Sudah hampir dua minggu aku berada di rumah Bude Mara, dan aku penasaran apa yang Benny katakan pada orang-orang kantor tentang aku yang menghilang begitu saja. Aku tahu Benny bilang bahwa aku terkena Covid-19, karena saat aku menyalakan ponsel, banyak yang mengirim pesan motivasi dan juga tips-tips agar hasil swab-ku segera negatif.

"Kamu udah pernah kena belum, sih?" tanya Benny.

"Udah. Dua kali malah. Pertama pertengahan tahun kemarin pas yang lagi tinggi-tingginya itu. Tapi untungnya cuma demam sama batuk ringan. Yang kedua awal tahun ini."

Benny manggut-manggut. "Udah vaksin lengkap?"

"Yep. Booster juga udah."

"Syukurlah ...." Benny mengembuskan napas lega. "Aku takut kualat, terus kamu kenapa-kenapa. Katanya, kan, omongan adalah doa."

Aku tahu Benny sedang serius, tetapi aku malah tertawa.

"Kok ketawa? Kamu ingat nggak sih dulu pas kita mau makan mangut lele Mbah Warto hujan-hujan?" tanya Benny.

"Oh, iya bener."

"Di jalan aku, kan, sempet bilang bakal mantep nih kalau udah hujan-hujanan, nerjang banjir, dan sampe sana mangutnya udah habis. Ebuset ... kejadian beneran. Sampe sana bapaknya udah nyapu-nyapu lantai. Habis."

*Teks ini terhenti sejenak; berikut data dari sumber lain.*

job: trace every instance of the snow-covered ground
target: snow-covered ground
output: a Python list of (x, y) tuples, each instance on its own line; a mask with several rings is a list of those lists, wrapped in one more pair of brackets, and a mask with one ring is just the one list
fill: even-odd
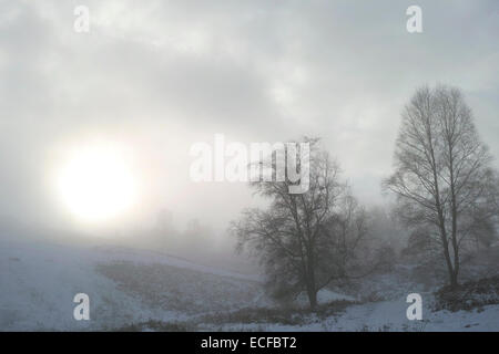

Aku tersenyum tipis. Samar-samar aku masih mengingatnya. Sepanjang perjalanan pulang Benny menyumpah-nyumpah, dan akhirnya kami makan soto ayam random di pinggir jalan karena kelaparan.

"Sampe mana tadi?"

Perhatianku kembali ke laptop. Hari Kamis pagi-pagi, Benny mampir ke rumah Bude Mara dengan kostum olahraga. Katanya dia baru selesai joging dan akan numpang mandi serta sarapan sebelum ke kantor. Dia bela-belain mampir karena kami harus membahas beberapa hal terkait pekerjaan yang urgen.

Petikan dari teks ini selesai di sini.